Un exemple apparaît dans un manuel de 1982, « Elements of Biology », qui suggère que l’augmentation des niveaux de dioxyde de carbone dans l’atmosphère « pourrait provoquer une augmentation spectaculaire de la température mondiale ».
« Il a été estimé qu’une augmentation de 2°C de la température moyenne annuelle produirait non seulement des changements climatologiques importants, mais entraînerait la fonte des calottes glaciaires », explique le livre, ce qui conduirait à une élévation catastrophique du niveau de la mer et menacerait de « submerger de nombreuses grandes villes du monde. »
Même les manuels de cette époque qui ne traitent pas explicitement du réchauffement climatique mettent en garde contre une «crise écologique» imminente déclenchée par la pollution, la déforestation, la diminution des ressources et l’explosion de la population humaine. « Life on Earth », de 1978, se conclut par une sombre prédiction :
« Nous pensons que l’humanité est sur le point d’entrer dans l’un des âges sombres de l’histoire humaine. La plupart des problèmes écologiques qui nous menacent seront résolus d’ici la fin du XXIe siècle, soit par l’intelligence humaine, soit par l’impitoyable indifférence de la nature.
« Biology: The World of Life », également de 1978, prend un ton similaire dans une section qui semble à la fois prémonitoire et étrangement familière. « Est-ce que les survivants de notre époque diront que nous avons stupidement et insensiblement forclos leur avenir et rabaissé leur existence ? Nos enfants nous maudiront-ils ? demande le livre. Contrairement à « La vie sur Terre », « Le monde de la vie » laisse la porte du possible ouverte, ne serait-ce qu’une miette : « Ou vont-ils admirer avec gratitude notre force, notre dignité et notre sagesse à une époque où les décisions sont difficiles ? » Le livre est franc avec ses lecteurs, leur disant que les réponses à ces questions « dépendent de ce que vous faites, de ce que vous autoriserez et de ce que vous n’autoriserez tout simplement pas ».

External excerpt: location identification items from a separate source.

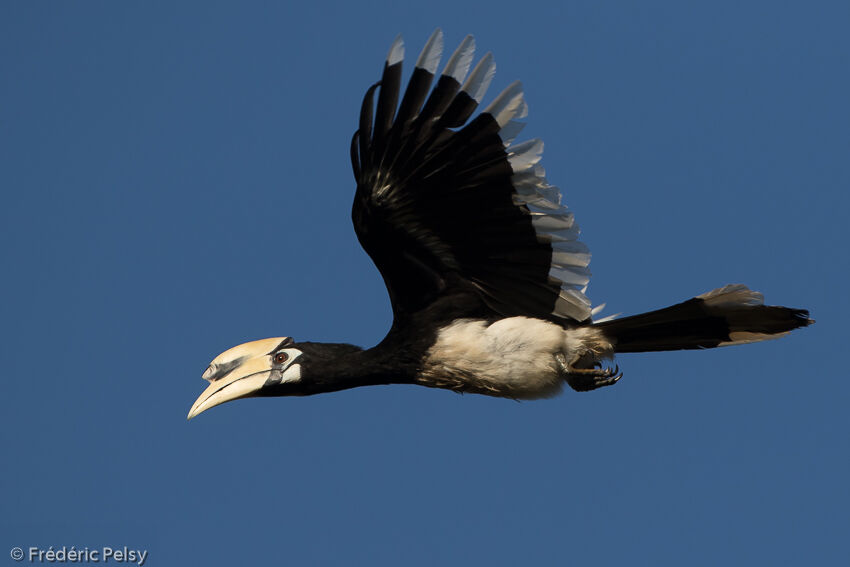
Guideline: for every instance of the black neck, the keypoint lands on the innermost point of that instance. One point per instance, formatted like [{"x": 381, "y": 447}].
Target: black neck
[{"x": 329, "y": 367}]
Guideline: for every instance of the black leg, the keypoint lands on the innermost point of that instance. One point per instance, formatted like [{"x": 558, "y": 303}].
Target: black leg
[{"x": 587, "y": 379}]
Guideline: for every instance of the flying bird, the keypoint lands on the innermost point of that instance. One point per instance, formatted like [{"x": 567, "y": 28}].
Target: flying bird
[{"x": 482, "y": 261}]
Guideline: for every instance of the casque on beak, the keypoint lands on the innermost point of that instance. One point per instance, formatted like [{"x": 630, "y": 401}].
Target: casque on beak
[{"x": 236, "y": 373}]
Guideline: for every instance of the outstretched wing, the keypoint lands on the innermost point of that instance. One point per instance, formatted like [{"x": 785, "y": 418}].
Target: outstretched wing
[{"x": 444, "y": 201}]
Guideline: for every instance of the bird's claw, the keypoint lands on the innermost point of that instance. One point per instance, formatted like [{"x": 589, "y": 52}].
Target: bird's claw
[{"x": 586, "y": 379}]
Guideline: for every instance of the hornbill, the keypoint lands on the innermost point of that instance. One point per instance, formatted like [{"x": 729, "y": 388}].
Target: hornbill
[{"x": 482, "y": 262}]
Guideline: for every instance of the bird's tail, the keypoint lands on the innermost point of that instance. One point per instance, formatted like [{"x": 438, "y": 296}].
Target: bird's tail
[{"x": 730, "y": 315}]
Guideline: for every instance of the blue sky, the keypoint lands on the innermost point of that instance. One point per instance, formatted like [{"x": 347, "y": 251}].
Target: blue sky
[{"x": 175, "y": 181}]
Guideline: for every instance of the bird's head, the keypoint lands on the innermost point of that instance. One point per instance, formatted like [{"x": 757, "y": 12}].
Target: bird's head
[{"x": 258, "y": 368}]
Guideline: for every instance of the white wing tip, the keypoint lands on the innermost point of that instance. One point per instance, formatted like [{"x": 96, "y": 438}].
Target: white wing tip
[
  {"x": 430, "y": 56},
  {"x": 460, "y": 61},
  {"x": 396, "y": 53}
]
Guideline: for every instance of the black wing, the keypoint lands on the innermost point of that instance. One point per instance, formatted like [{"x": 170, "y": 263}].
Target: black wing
[{"x": 442, "y": 202}]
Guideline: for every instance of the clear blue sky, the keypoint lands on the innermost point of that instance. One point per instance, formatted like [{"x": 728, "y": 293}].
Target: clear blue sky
[{"x": 175, "y": 180}]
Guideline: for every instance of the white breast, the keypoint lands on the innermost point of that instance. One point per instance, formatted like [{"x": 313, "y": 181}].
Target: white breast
[{"x": 513, "y": 357}]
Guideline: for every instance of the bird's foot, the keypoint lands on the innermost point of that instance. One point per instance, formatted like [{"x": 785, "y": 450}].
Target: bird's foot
[{"x": 587, "y": 379}]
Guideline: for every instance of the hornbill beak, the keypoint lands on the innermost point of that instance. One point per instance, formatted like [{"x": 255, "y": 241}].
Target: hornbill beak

Que diront les manuels de sciences de demain sur aujourd’hui, sur ce que nous avons permis et ce que nous n’avons pas permis ? « Le monde de la vie » a été publié il y a 44 ans, un message dans une bouteille académique du passé. Mais ses questions persistent dans notre propre « époque où les décisions sont difficiles », un rappel de prendre au sérieux notre obligation envers l’avenir avant qu’il ne soit trop tard.
Kiley Bense est un écrivain et journaliste dont le travail a été publié dans le New York Times, The Atlantic, The Believer et ailleurs.